How well equipped is education to cope with global changes?

NITISH JAIN: I think today’s education is doing a lousy job when we look at change because they haven’t changed themselves. There are several ways to learn. What is practiced today is learning by listening most of the time. I consider this model of education — ‘sage on a stage’ —out of date.

Maybe a big company in the US will disrupt the education process. We can in some way already see disruption through moocs (massive open online courses). This year we have 20 million moocs subscribers. Last year we had 12 million, and the year before six million. I think in another three years it will be 50 million. So this itself is like a tsunami coming at you. Who’s prepared for it? Are universities prepared for it? Are they doing anything to defend what they do today? I would say some are. But most are not.

When technology comes, it is so fast it can change the way we behave. In education, it will happen so fast and those who are ready and prepared will take advantage of it, and those who are waiting for somebody else to do it will be too late because it is not easy to change, it takes time.

Isn’t education steeped in institution, tradition and protectionist policies so that it reacts more slowly to change?

NITISH: Education is set in tradition, and that’s the problem. But current education systems may die if a new one gets born. There is nothing stopping someone else from creating a whole new university that is much more relevant and effective. The old ones will remain old and traditional, and will not be able to compete. Think of Kodak film. Kodak remained a filmmaker while others came up with digital technology, so it went bankrupt. So just because it is a big famous Kodak, much like the other famous universities that we know today, new technology can come.

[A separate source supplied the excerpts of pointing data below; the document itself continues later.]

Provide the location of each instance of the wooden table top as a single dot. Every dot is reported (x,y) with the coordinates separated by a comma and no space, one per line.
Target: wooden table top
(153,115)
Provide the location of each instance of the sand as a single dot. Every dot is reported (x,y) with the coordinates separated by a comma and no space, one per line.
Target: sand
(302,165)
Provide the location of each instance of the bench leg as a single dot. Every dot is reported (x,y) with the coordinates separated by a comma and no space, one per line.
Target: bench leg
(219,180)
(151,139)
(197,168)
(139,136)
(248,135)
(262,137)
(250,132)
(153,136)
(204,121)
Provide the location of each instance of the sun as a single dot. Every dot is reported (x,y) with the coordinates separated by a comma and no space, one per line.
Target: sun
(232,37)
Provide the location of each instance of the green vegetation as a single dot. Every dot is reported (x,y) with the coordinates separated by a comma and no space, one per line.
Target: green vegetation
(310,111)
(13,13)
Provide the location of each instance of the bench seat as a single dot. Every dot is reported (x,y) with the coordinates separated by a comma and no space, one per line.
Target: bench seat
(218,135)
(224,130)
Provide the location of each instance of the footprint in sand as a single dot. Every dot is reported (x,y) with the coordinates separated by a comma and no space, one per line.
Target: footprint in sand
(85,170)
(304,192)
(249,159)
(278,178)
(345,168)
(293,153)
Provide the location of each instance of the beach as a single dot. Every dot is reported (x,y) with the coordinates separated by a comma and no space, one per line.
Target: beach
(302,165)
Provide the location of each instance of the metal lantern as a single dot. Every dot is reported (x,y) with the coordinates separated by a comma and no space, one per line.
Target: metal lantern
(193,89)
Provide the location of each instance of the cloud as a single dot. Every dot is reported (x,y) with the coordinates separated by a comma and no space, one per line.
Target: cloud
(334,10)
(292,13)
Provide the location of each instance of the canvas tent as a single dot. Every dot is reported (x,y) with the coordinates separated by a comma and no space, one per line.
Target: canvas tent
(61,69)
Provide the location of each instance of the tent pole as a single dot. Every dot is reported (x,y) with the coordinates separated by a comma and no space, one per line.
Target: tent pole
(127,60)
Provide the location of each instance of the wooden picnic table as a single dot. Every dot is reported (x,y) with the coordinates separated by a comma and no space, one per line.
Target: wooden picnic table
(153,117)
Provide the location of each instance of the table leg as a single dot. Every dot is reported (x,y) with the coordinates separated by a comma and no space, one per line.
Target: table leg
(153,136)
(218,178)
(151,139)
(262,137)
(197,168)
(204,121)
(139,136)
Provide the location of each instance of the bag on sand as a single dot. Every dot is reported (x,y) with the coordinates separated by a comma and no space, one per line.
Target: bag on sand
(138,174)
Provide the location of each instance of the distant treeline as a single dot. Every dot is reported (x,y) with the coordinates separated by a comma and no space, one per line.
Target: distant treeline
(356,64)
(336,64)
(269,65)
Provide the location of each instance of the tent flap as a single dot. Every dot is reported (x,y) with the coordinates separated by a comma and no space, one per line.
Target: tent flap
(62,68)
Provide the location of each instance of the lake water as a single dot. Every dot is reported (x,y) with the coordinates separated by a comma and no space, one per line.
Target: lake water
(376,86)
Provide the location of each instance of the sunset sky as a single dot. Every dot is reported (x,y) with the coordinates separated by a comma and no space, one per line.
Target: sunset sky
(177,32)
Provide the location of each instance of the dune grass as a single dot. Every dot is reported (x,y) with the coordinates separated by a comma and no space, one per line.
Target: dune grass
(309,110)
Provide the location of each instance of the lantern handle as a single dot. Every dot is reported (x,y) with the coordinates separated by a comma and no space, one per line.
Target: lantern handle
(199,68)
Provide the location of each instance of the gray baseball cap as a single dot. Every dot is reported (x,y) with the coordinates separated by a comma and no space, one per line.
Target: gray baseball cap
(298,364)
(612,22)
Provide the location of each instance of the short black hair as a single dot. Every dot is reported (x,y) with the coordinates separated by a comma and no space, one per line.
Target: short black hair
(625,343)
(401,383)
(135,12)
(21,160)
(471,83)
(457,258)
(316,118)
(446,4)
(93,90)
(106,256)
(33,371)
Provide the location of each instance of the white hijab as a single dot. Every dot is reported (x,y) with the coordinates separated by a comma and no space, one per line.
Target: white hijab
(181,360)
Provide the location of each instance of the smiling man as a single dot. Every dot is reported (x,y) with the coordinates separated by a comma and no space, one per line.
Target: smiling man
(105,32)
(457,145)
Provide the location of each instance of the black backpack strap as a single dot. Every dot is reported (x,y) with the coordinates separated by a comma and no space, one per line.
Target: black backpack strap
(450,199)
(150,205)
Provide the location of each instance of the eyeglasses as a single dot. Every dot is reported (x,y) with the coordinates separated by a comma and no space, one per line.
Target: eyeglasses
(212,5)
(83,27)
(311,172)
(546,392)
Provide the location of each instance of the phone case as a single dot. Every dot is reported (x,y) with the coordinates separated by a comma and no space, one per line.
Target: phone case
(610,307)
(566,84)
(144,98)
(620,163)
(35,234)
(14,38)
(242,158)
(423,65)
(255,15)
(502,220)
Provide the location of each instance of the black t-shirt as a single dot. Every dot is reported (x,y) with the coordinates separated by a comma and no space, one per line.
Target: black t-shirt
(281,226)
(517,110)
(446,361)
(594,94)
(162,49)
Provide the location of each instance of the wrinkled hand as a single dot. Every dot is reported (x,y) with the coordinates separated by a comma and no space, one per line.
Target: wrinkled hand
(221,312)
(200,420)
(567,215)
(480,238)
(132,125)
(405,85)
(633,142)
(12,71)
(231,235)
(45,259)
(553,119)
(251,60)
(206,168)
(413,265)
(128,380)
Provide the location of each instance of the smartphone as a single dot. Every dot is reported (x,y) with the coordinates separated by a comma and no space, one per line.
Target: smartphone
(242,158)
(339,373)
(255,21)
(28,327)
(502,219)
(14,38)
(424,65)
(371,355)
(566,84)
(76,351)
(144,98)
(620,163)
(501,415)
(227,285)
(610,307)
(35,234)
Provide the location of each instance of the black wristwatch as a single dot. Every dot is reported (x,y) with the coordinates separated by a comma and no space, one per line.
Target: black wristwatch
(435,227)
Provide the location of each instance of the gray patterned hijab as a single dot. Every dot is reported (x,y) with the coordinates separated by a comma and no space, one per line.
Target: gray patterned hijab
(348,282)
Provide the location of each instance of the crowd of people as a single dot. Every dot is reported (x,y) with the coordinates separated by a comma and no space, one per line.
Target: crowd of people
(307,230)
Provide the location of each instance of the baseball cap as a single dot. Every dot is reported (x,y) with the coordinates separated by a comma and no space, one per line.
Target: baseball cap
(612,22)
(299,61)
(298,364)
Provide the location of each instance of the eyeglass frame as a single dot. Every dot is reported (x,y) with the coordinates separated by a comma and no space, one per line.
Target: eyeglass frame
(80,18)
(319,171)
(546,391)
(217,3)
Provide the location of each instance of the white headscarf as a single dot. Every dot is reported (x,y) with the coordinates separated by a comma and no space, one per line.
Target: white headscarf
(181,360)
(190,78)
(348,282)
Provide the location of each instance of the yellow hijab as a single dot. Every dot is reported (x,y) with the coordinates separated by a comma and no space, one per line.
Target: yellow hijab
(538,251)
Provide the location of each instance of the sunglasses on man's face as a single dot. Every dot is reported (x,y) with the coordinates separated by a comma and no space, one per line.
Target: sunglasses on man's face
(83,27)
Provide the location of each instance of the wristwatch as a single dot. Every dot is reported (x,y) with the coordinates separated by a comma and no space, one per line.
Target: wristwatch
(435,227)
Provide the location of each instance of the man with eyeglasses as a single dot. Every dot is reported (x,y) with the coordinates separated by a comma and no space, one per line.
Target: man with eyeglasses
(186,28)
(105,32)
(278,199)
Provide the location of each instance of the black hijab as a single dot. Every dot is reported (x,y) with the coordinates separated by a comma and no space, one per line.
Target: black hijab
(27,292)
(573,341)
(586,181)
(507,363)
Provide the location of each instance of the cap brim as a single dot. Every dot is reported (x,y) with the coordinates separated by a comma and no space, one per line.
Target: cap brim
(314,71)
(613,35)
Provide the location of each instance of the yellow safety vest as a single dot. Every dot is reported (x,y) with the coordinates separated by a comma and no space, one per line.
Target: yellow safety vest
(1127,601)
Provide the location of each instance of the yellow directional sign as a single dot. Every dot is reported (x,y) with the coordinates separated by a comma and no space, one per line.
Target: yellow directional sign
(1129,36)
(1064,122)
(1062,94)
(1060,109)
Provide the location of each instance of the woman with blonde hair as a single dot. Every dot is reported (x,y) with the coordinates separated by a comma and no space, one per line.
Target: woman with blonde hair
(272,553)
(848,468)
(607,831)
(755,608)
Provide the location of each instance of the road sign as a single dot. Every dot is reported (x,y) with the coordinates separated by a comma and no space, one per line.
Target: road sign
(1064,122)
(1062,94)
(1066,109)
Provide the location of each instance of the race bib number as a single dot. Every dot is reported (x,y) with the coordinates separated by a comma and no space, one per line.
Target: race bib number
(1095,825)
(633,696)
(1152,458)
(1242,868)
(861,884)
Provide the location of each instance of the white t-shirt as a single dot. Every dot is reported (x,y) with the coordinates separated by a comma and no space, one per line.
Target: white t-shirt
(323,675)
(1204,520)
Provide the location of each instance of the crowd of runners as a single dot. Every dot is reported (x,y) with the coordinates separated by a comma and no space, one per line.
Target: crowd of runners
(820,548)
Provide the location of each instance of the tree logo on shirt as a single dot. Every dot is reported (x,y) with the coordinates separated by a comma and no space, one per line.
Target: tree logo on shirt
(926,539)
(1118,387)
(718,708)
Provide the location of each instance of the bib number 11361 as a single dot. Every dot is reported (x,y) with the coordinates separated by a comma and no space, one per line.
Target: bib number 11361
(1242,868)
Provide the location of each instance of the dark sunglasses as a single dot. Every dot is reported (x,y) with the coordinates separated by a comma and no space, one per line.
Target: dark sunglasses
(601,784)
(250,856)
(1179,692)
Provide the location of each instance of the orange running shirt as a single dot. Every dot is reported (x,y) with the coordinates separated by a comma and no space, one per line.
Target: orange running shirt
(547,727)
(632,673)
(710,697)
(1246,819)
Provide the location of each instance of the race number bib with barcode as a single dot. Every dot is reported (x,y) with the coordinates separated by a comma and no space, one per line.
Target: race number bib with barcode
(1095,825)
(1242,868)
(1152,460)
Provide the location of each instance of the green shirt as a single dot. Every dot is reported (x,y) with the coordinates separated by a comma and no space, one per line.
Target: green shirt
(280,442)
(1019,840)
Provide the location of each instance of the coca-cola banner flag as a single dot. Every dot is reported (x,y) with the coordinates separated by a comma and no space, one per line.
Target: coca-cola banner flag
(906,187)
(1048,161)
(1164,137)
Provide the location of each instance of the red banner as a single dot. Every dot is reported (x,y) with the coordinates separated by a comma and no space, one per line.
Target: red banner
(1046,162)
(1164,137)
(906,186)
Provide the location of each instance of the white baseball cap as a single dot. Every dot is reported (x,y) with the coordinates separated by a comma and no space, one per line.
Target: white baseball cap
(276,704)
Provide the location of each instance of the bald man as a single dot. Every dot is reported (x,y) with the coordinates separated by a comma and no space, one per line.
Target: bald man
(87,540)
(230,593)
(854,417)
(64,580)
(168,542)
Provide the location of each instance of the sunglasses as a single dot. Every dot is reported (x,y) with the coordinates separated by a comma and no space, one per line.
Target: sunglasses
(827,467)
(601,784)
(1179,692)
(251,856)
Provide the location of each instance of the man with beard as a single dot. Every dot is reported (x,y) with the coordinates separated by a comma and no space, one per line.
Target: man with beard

If the old ones fail to jump in they will die. As a consumer, you will choose relevance over tradition, if you believe that relevance is strong enough to actually deliver.

When there’s a tidal wave it spares nobody. Let’s look at outsourcing as a phenomenon. Countries are very against outsourcing; going to a cheaper country. They try protection schemes. Can they stop it? No they can’t. Because water find its own level. If one country is being stupid about it, you’ll just go to another country and study. And I don’t think at the end of it, protectionist policies work on any sphere and certainly not in education. They may delay the process a little bit but they can’t stop it.

My customer is a graduate who wants to join a big company. But if the company needs a different sort of person, then I as an education provider have to change what I’m offering. I don’t have much of a choice because if my students don’t get jobs, I’ll be out of business. So we have no choice but to change and to deliver the sort of graduate that companies want to hire.